Once the basic cases work, we should also think about how to bubble some more control to the user.

Hi @nicolasvasilache ,
Thanks for your answer! So I spent my day investigating the backend. I found out that the legalization during instruction selection is basically only splitting by 2 each time (and widening if the vector length is odd). The files I looked at are:

llvm/lib/CodeGen/SelectionDAG/LegalizeTypes.cpp
llvm/lib/CodeGen/SelectionDAG/LegalizeVectorTypes.cpp
llvm/lib/CodeGen/SelectionDAG/SelectionDAG.cpp
llvm/lib/CodeGen/TargetLoweringBase.cpp

I tried to to hack my way into those files to make the codegen work (for my very specific case) but it wasn’t that simple.

Tomorrow I will have a glance at the MLIR side, but I have a question:

I am not 100% sure about the current state of affairs on composition of unrolling patterns with canonicalizations and foldings especially in presence of vector.transpose , vector.transfer with permutations and vector.shape_cast but it seems like a good time to make a focused push on supporting more cases.

What do you mean exactly by this? I interpret this as “it will be quite hard because the pattern might be quite convoluted to specify (given there are vector_transfers)”. Is this the case?

FYI, I don’t have any transpositions anymore (I am doing A’*B, and this made performance… worse :slight_smile: ).

I will let you know how I am getting on.

Thanks,
Giuseppe

cc’ing also @stevenvar who’s helping me a lot on the LLVM side of the things.

I meant that it’s been a while since I touched this and I haven’t paged the improvements that @ThomasRaoux did back in my working memory. For the simple case of matmul, just hooking the unroll and folding patterns that iterate until the unrolling are folded into the vector transfers should be relatively easy. I think this should also work through vector transpose but I am not 100% sure right now.

For more complex cases that would involve vector.shape_cast, there will be missing patterns that we should implement when we see the need for them.

@gysit was reporting similar perf loss on x86 CPU recently, haven’t dug into his example yet but I think he sees perf loss also on powers of 2, which should be orthogonal. Will try to look tomorrow (I am traveling though), as well as land his CL in the sandbox.

The unroll pattern currently works on element-wise/contract and transfer ops however the target size still need to divide the original size. In this example it could be use to broken up the vector<8x12xf32> into a sequence of vector<1x4xf32> which should allow to avoid having LLVM DAG legalization kick in.
You would have to do the unrolling on vector.contract right now.

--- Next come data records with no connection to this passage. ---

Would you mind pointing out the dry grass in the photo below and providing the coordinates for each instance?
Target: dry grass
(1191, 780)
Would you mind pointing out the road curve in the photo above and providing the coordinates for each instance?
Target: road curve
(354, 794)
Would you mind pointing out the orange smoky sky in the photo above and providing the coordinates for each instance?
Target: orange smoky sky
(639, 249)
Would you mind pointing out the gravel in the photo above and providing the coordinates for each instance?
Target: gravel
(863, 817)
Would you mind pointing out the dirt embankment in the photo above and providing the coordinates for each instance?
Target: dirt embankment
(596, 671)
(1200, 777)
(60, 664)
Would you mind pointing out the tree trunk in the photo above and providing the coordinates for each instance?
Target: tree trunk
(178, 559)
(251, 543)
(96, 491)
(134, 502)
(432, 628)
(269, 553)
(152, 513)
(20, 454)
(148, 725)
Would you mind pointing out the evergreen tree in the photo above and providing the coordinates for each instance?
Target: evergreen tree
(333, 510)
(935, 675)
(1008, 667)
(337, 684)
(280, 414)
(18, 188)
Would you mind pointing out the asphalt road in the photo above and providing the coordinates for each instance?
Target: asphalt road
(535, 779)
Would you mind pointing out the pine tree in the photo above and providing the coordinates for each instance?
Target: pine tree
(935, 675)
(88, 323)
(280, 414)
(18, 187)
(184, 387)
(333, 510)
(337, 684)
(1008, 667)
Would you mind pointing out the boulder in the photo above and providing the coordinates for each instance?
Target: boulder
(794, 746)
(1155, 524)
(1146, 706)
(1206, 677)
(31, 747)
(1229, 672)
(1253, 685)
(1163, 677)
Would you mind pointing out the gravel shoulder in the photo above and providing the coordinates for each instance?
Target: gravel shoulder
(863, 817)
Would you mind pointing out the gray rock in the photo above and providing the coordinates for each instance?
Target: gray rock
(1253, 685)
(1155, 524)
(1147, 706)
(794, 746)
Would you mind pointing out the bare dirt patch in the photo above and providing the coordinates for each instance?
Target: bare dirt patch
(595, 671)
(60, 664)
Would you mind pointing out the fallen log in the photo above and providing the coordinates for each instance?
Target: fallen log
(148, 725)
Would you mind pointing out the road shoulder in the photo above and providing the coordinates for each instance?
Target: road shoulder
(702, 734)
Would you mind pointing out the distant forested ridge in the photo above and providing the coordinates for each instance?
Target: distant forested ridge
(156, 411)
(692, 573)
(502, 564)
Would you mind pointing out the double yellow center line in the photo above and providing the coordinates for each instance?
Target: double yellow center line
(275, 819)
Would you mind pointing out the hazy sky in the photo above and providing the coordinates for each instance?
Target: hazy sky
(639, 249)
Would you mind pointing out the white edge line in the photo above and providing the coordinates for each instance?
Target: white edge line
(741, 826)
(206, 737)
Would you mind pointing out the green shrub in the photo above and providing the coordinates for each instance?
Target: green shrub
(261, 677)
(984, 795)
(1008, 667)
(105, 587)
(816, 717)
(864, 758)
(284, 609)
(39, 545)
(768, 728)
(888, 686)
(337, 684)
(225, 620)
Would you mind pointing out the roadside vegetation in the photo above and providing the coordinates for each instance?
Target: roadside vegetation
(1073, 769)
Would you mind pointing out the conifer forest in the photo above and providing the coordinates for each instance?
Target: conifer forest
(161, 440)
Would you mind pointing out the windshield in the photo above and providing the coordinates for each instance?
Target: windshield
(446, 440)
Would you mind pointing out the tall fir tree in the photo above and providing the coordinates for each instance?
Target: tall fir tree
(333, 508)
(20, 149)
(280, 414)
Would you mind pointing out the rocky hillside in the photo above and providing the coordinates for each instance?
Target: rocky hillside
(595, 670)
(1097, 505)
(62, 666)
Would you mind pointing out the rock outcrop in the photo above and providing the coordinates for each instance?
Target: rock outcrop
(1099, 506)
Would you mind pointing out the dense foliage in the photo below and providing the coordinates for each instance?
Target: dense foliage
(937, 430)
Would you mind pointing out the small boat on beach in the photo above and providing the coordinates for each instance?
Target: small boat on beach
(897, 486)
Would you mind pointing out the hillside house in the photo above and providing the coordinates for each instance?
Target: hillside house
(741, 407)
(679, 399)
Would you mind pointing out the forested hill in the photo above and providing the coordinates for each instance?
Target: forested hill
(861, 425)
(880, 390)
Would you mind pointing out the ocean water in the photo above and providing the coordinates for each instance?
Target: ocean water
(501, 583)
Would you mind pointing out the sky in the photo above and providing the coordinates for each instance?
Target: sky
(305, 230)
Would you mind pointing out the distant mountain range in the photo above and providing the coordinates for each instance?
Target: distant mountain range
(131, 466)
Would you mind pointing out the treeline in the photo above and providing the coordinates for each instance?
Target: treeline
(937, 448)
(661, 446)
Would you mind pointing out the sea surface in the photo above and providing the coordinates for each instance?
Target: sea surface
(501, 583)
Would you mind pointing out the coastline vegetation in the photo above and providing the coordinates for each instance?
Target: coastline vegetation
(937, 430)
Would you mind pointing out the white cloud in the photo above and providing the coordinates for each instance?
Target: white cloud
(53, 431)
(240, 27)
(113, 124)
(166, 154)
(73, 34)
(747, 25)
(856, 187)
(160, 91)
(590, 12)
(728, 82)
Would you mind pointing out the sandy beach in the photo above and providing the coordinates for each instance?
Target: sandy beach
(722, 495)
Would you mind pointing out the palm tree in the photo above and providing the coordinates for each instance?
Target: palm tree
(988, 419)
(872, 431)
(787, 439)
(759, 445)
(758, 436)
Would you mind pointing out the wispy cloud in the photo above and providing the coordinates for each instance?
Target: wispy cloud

That being said that won’t solve problem with shaped like vector<5xf32>. We do have plan to extend unrolling to support non aligned cases but I haven’t got to it (mostly because I never found the need) This would allow breaking vector<5xf32> into vec<4x32> + scalar.

If instead you want to extend the vector in such case then I assume it requires something like padding.

@gysit was reporting similar perf loss on x86 CPU recently, haven’t dug into his example yet but I think he sees perf loss also on powers of 2, which should be orthogonal. Will try to look tomorrow (I am traveling though), as well as land his CL in the sandbox.

True I played a bit with transposing both A and B and did see a performance loss of about a factor two. It may in deed be worth in looking a bit deeper into the problem. Additionally, I guess packing is needed to make the layout changes really effective. Exposing the right flags in the Sandbox for this is probably another important step forward.

Using patterns in MLIR was way easier :slight_smile:

Thank you guys!

While performance are very far from what I want, at least now they don’t look horrible (looks like spilling disappeared) and I am back to the problem of packing.

I would say that the issue of unrolling an 8x5 (8x4 + scalar or 2x8x4 with padding) will come once the auto-tuner will start playing a more central role.

Indeed, from this paper it looks like the “best” tiling strategy is a 8x5 for the architecture I am considering.

For now I am only trying to get as close as possible to the hand-written code, so I can stick with 12x8 (and apply 4x4 unrolling), but I think in the future the auto-tuner should be safely try 8x5 and evaluate if it is better than 12x8 (without being “cheated” by the back-end).

Anyway, I will let you know how things pan out!

Thank you all!